One of the most valuable services health information exchanges are providing involves the acronym ADT, which stands for “admission, discharge and transfer” summaries. Providing physicians information when their patients have significant hospital events allows for faster follow-up care. A big first for HIEs is now taking place on the Delmarva Peninsula with ADT summaries being shared across state lines.

The Delaware Health Information Network (DHIN) and Maryland’s CRISP (the Chesapeake Regional Information System for Our Patients) are now exchanging ADT summaries.
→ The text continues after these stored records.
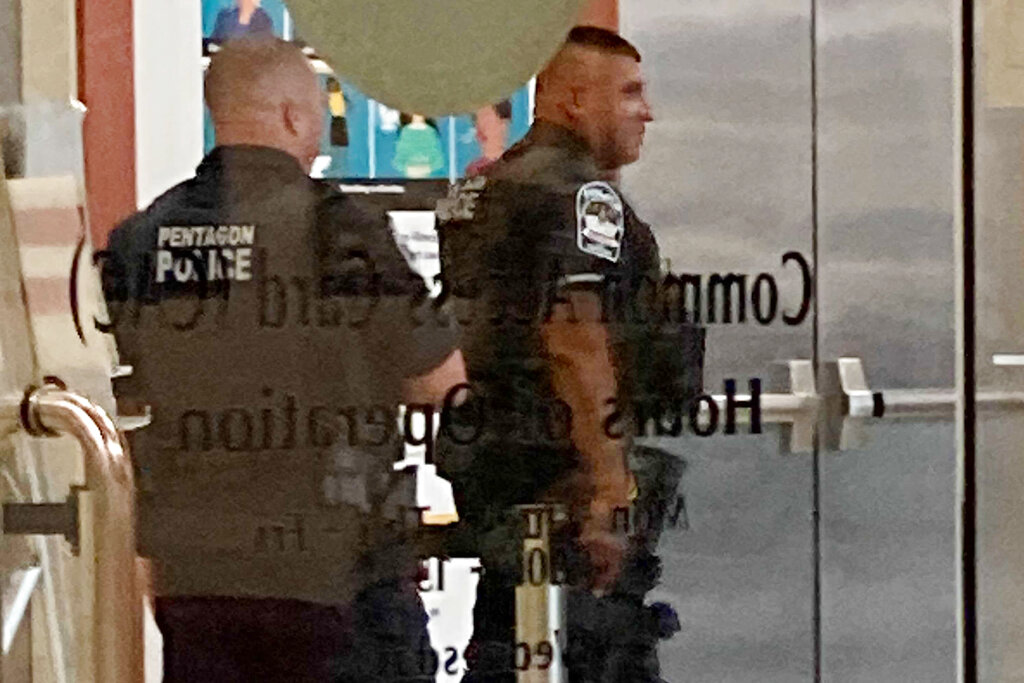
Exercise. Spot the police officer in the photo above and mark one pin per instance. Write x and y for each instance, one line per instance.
(274, 328)
(556, 286)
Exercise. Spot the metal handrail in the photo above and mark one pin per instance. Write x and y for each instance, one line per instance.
(108, 552)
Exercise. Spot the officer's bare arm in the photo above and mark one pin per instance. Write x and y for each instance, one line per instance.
(432, 387)
(584, 377)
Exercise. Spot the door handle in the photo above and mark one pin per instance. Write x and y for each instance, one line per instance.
(860, 401)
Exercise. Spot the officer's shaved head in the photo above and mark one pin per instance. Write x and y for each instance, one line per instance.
(593, 87)
(262, 91)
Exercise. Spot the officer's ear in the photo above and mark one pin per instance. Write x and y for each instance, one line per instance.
(292, 117)
(573, 102)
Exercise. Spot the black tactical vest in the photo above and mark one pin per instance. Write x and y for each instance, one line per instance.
(540, 223)
(269, 325)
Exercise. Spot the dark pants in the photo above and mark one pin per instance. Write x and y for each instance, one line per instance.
(380, 637)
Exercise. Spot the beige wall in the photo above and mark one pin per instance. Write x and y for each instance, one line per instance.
(48, 52)
(1003, 53)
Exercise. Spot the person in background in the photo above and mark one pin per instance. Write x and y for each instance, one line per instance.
(272, 326)
(418, 153)
(492, 125)
(246, 18)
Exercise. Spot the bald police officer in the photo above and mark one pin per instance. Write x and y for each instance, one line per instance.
(555, 281)
(274, 329)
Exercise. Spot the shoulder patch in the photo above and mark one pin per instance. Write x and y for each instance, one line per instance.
(600, 222)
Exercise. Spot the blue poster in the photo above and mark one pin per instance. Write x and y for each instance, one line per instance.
(365, 139)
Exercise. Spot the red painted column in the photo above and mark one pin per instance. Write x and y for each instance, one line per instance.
(105, 86)
(602, 13)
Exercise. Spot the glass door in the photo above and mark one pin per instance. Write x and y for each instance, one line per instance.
(824, 132)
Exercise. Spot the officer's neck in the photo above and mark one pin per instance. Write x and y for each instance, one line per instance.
(552, 131)
(255, 135)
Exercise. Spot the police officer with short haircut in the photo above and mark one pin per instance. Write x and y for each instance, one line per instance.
(274, 328)
(555, 283)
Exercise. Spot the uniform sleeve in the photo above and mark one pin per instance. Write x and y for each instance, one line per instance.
(358, 257)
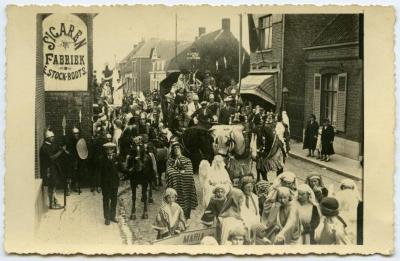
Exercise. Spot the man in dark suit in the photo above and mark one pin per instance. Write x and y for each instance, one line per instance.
(109, 172)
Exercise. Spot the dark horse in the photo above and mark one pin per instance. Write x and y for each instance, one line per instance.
(197, 145)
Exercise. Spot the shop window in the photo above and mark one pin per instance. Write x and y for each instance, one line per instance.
(330, 98)
(265, 29)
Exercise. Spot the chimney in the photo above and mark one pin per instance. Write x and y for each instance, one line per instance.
(226, 24)
(202, 30)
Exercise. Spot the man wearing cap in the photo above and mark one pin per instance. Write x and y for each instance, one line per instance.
(227, 111)
(203, 115)
(230, 88)
(98, 140)
(109, 176)
(209, 85)
(50, 167)
(193, 106)
(213, 105)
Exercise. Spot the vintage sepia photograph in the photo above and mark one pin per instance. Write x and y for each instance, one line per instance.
(212, 126)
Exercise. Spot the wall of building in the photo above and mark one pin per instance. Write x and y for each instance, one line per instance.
(68, 104)
(300, 31)
(343, 59)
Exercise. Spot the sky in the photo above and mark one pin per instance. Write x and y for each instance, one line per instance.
(117, 29)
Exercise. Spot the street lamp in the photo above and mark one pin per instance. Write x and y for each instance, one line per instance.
(285, 94)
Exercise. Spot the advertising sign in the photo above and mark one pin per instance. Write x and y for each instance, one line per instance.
(65, 53)
(187, 238)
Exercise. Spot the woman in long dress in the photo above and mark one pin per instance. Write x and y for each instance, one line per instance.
(310, 136)
(309, 214)
(179, 176)
(349, 199)
(230, 216)
(217, 175)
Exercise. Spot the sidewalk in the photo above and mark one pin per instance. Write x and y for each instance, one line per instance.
(81, 222)
(344, 166)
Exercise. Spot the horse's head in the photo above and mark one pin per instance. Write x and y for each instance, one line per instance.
(227, 138)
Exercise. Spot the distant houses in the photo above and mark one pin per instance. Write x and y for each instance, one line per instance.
(150, 61)
(218, 52)
(146, 65)
(310, 63)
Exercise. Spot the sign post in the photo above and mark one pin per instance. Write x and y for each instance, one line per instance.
(65, 53)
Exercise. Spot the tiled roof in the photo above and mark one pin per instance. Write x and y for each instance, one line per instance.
(343, 29)
(165, 48)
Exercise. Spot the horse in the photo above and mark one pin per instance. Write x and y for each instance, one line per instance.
(197, 145)
(239, 147)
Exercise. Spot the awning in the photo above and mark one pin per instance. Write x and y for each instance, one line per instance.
(262, 86)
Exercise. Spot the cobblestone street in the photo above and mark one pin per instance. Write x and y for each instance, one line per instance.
(142, 231)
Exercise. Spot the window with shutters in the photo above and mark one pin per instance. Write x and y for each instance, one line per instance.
(265, 29)
(330, 84)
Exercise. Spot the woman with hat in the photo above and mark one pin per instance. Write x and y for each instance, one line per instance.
(311, 135)
(332, 228)
(309, 213)
(179, 176)
(316, 183)
(349, 199)
(170, 219)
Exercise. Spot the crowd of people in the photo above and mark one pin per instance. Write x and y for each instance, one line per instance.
(139, 142)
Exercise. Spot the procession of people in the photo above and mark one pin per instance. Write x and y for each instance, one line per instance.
(141, 142)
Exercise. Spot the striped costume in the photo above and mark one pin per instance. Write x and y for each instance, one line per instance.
(180, 177)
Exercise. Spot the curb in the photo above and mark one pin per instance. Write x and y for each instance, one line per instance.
(342, 173)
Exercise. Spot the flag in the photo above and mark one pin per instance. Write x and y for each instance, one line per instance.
(253, 34)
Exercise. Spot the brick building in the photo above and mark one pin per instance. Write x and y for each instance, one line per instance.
(146, 65)
(217, 52)
(334, 81)
(277, 64)
(64, 65)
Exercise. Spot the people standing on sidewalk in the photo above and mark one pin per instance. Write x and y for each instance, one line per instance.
(327, 137)
(50, 168)
(76, 164)
(310, 136)
(109, 173)
(349, 200)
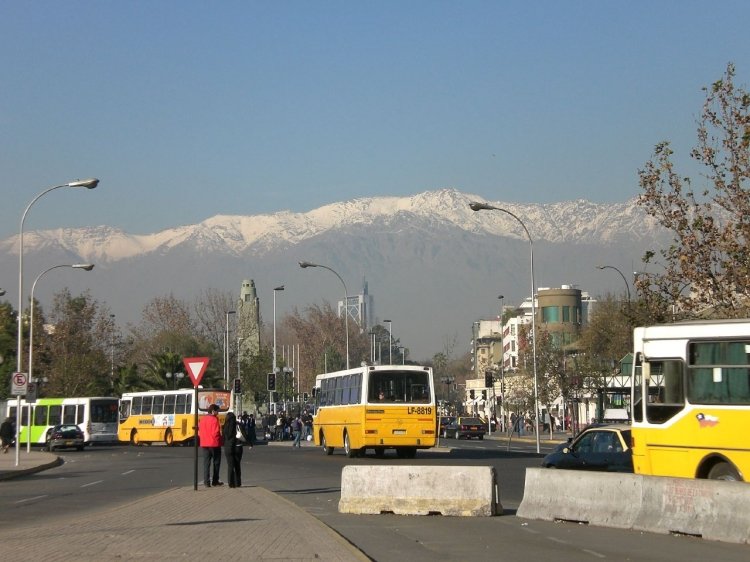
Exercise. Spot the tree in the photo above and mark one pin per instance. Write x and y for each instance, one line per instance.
(710, 250)
(78, 358)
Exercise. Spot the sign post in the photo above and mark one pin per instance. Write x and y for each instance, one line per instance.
(195, 366)
(19, 386)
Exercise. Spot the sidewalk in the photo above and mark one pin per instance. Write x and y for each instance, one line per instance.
(218, 523)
According to an item on the DHIN web site, Delaware residents who are patients at three hospital systems in Maryland — Johns Hopkins in Baltimore, the University of Maryland Medical System hospitals on the Eastern Shore and Peninsula Regional Medical Center in Salisbury — will have ADT summaries sent to their doctors in Delaware. The remaining 41 Maryland hospitals will be added to the system in the coming months.

Notifications for Maryland residents who are admitted, discharged or transferred from any Delaware hospital are being delivered through the Maryland exchange and are available to their Maryland-based physicians.

 “This is an important first step in what will become a full state-to-state exchange of hospital event information that will ultimately benefit patients of both states,” said DHIN CEO Dr. Jan Lee, in a prepared statement.

Both DHIN and CRISP are among the most advanced statewide HIEs in the country. In 2007 DHIN became the first live, statewide health information network in the nation. It serves 100% of Delaware’s acute care hospitals, and more than 14 million clinical result and report deliveries are made through DHIN each year – and the total patient records in the system now exceed 1,700,000, featuring patient records from all 50 states.

In 2011, the Maryland Health Care Commission required all hospitals in the state to connect with CRISP and send ADT data, making it the first HIE in the nation to connect all acute-care hospitals in a state. CRISP has also worked to connect many other providers to the HIE.

Soon the ADT information will be channeled to the Encounter Notification System (ENS) that is offered by both states to their participating providers. The alerts generated by ENS, which indicate in real-time that a patient has been admitted, discharged or transferred from a hospital, help to streamline the coordination of care among care management teams.